Distribution and habitat

The tribe has a cosmopolitan distribution with centers of diversity in tropical Africa, South America, and Southeast Asia, and important radiations in Madagascar and the Indian subcontinent. Species occupy habitats from seasonally flooded floodplains studied in the Amazon Basin to fire-prone savannas like the Kruger National Park and anthropogenic habitats such as rice paddies and sugarcane plantations spanning Brazil, India, and Thailand. Biogeographic patterns have been analyzed using datasets from GBIF and palaeoclimatic reconstructions involving the Intergovernmental Panel on Climate Change scenarios.

Ecology and interactions

Andropogoneae species drive fire regimes in ecosystems like the North American prairie and the African savanna and are keystone primary producers supporting herbivores such as Bison bison, Syncerus caffer, and Phacochoerus africanus. They host specialized herbivores and mutualists including Diatraea saccharalis on Saccharum, pollinators involved in pollen transfer studies at Smithsonian Tropical Research Institute, and endophytic fungi investigated by labs at Pennsylvania State University and CIRAD. Interactions with invasive plants and pests, and responses to El Niño–Southern Oscillation events, have been a focus in research by CSIRO and the International Maize and Wheat Improvement Center.

Economic importance and uses

The tribe includes staple and cash crops: Zea mays (maize), Sorghum bicolor (sorghum), Saccharum officinarum (sugarcane), Sorghum halepense (Johnson grass as weed), and bioenergy candidates like Miscanthus giganteus and Panicum virgatum (switchgrass). These genera underpin industries in United States Department of Agriculture reports, commodities markets such as the Chicago Board of Trade, and global trade networks centered in Brazil, United States, China, and India. Uses range from food and animal forage in systems managed by the Food and Agriculture Organization to cellulose-based biofuel research at National Renewable Energy Laboratory and breeding programs at institutions like CIMMYT and ICRISAT.
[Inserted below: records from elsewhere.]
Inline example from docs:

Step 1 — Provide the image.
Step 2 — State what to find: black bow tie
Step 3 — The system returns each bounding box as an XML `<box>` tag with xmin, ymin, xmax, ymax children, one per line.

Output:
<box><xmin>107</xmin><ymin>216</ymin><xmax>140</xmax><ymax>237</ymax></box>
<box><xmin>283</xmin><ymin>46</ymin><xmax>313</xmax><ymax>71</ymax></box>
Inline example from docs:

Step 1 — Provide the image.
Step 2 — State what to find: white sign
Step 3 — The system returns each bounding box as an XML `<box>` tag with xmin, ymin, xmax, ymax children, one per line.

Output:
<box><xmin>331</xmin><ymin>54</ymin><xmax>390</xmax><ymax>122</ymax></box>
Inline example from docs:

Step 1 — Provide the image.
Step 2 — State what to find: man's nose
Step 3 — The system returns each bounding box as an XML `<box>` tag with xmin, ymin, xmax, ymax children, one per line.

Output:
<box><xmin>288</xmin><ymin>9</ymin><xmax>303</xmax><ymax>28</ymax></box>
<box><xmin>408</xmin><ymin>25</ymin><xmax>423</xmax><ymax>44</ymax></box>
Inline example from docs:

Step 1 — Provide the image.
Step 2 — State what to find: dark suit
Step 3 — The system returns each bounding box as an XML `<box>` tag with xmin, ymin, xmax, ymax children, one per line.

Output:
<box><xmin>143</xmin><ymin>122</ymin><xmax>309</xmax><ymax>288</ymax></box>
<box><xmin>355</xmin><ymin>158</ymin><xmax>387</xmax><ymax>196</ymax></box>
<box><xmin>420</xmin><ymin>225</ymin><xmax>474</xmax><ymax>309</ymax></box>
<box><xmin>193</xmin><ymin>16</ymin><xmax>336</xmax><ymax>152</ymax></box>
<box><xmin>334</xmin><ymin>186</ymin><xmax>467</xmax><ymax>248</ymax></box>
Phylogeny and evolutionary history

Molecular phylogenies based on plastid and nuclear genes place the tribe within a C4-dominated clade that diversified during the late Miocene and Pliocene, paralleling global cooling and expansion of open habitats reported in palaeobotanical syntheses from Royal Society publications and the National Science Foundation. Fossil phytolith records from sites in Argentina, Africa, and Asia inform timing of C4 evolution, with synthesis papers by researchers affiliated with University of Oxford and Harvard University integrating molecular clock analyses. Adaptive radiations coincide with the evolution of traits facilitating grazing tolerance and fire resilience documented in ecological syntheses from The Nature Conservancy and long-term datasets from Long Term Ecological Research Network sites.

Notable genera and species

Prominent genera include Zea (maize), Sorghum (sorghum), Saccharum (sugarcane), Miscanthus, Sarga, Alloteropsis, Echinochloa (barnyard grasses), Andropogon (bluestems), Themeda (kangaroo grass), Chrysopogon, Imperata (including Imperata cylindrica), Bothriochloa, Paspalum, Sorghastrum, Heteropogon, Pennisetum (including movements related to Pennisetum glaucum), Panicum (including Panicum virgatum), and Arthraxon. Economically critical species such as Zea mays, Sorghum bicolor, Saccharum officinarum, and Miscanthus giganteus are subjects of breeding and genetic research at centers including USDA ARS, CIMMYT, and university programs at Iowa State University and University of Nebraska–Lincoln.